The thing I’ve noticed about Russian trolls is that they quite deliberately emulate the alt-right on the one hand, and hyperventilating woke leftists on the other. They didn’t make these personas up; they merely copied them. That is, Russian trolls are us: they are the worst of us, and the worst of us can, apparently, destroy democracy. In John Wyndham’s novel, the Cuckoos weren’t the most numerous, by any means. There were only 30 in a village of a few hundred. They were the most powerful because they thought collectively and acted ruthlessly.

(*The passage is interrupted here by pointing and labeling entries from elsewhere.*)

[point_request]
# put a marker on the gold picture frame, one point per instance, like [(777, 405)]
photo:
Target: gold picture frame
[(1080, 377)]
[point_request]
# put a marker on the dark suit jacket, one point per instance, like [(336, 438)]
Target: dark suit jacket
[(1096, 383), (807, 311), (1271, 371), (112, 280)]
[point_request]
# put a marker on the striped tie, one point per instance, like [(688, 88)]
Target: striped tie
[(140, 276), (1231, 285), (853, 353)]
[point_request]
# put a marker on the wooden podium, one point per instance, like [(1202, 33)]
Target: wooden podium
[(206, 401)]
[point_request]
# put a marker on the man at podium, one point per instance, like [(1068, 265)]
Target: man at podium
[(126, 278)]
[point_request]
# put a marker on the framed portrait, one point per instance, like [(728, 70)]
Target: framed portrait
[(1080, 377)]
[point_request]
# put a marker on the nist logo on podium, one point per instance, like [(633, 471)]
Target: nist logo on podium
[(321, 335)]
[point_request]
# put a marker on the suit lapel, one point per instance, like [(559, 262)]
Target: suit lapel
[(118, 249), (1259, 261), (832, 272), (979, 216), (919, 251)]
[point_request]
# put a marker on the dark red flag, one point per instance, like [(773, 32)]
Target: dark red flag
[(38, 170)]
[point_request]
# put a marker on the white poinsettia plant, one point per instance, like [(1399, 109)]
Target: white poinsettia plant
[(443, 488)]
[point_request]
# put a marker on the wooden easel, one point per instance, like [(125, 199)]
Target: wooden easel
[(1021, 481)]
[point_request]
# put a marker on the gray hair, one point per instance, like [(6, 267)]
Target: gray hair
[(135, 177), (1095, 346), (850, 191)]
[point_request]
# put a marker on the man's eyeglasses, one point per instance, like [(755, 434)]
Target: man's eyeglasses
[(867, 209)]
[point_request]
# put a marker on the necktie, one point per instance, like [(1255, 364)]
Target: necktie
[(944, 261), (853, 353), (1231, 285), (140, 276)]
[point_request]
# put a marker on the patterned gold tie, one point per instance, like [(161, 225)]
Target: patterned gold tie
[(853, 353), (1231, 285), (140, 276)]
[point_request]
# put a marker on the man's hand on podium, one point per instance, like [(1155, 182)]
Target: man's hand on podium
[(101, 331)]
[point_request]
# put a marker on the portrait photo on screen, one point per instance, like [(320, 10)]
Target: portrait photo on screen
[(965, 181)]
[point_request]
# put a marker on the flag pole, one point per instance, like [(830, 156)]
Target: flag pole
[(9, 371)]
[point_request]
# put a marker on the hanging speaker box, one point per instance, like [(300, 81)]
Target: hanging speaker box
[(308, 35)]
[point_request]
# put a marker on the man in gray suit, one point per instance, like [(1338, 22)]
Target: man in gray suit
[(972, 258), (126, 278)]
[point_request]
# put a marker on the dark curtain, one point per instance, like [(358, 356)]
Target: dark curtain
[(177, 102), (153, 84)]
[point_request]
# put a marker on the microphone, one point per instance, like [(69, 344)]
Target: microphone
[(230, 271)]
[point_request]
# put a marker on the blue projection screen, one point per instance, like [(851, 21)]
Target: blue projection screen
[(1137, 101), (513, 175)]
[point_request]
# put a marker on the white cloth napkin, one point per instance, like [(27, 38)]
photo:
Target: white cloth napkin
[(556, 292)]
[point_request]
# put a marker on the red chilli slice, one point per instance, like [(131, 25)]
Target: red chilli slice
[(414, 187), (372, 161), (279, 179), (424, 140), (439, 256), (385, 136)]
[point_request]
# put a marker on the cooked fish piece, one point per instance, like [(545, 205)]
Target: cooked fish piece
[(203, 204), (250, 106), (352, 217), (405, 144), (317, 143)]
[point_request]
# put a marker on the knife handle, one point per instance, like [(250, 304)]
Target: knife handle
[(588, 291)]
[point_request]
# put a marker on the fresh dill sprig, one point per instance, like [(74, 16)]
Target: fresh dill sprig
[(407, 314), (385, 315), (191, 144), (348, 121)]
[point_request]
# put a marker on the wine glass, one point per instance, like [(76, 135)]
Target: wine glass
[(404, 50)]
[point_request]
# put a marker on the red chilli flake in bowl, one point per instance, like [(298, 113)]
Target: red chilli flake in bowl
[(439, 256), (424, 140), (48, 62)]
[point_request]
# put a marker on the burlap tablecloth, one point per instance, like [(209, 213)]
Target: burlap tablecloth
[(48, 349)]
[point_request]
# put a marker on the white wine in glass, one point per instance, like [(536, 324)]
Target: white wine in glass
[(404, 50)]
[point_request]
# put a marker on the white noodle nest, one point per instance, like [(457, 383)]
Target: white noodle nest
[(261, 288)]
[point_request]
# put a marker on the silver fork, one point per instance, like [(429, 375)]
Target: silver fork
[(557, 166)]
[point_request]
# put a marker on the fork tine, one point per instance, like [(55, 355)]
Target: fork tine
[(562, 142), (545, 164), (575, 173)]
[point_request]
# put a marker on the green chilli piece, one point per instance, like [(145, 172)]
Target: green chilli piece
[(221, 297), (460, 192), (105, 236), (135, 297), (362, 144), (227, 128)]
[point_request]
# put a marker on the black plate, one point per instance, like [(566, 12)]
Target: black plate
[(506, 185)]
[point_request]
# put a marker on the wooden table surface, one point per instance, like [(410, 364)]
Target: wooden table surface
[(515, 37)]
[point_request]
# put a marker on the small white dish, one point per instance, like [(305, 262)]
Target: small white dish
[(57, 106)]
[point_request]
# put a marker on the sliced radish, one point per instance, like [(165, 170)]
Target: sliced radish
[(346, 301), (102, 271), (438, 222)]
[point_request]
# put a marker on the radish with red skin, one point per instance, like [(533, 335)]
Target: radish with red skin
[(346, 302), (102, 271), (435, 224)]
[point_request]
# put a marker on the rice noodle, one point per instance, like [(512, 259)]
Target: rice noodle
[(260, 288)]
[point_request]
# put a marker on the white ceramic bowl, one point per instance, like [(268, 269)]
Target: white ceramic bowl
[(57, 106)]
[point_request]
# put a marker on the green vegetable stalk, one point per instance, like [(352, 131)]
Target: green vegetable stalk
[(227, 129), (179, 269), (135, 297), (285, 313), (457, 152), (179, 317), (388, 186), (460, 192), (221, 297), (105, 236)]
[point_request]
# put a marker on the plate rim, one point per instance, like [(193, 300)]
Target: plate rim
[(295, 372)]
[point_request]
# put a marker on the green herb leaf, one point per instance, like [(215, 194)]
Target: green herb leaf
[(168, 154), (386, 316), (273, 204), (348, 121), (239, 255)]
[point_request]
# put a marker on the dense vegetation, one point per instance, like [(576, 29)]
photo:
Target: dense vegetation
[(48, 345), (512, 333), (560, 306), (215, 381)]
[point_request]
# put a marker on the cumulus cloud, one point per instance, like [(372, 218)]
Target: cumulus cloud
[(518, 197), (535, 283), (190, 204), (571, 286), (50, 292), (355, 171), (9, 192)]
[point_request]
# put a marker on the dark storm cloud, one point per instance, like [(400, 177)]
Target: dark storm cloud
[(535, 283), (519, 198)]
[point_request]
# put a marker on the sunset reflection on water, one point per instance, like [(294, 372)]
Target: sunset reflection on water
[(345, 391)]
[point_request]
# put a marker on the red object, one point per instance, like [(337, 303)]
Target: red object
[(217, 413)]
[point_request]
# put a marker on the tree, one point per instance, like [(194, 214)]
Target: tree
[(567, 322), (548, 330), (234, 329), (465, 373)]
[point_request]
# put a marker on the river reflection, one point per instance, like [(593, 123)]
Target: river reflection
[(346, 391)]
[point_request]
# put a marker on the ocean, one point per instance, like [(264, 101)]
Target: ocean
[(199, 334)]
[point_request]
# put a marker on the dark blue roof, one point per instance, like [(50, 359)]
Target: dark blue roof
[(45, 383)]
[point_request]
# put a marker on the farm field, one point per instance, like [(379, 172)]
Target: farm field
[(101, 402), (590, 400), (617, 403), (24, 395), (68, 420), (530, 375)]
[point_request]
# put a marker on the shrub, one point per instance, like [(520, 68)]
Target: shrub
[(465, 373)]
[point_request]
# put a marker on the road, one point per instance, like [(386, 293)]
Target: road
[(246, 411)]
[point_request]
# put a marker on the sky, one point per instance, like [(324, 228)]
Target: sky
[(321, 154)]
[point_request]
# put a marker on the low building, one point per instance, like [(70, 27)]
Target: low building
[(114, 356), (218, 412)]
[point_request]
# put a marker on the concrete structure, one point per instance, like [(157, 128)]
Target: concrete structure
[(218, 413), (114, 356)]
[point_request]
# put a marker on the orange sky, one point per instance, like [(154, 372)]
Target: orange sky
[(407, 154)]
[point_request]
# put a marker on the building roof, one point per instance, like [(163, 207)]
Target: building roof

Trolls are the Midwitch Cuckoos: thinking the same, using the same talking points, and when required, wreaking macro-aggressions on enemies. Science fiction has enabled them. In our cyberpunk present, through pervasive and intrusive information technologies, lives can be destroyed, democracies undermined, and politics pushed to the extreme.

You’d be forgiven for assuming a time which sees the radical assertion of individual identity – and increasing tolerance for and promotion of diversity – that individualism would be rampant. The opposite seems true. We are in a more conformist period than any I have experienced in my lifetime. Many friends, in private, tell me they are too scared to speak out or disagree publicly– especially with their own side. They remain silent (as I do), as the most radical and deranged positions become the norm.

The trolls among us, exactly like the book, are young parasites that give nothing back to society. They are a minority who become powerful by acting collectively, they are superficially intelligent yet ultimately unthinking.

I don’t know if there’s much we can do about it. I guess I just found it interesting that a middle-class English bloke in the 1950s accidentally predicated it all.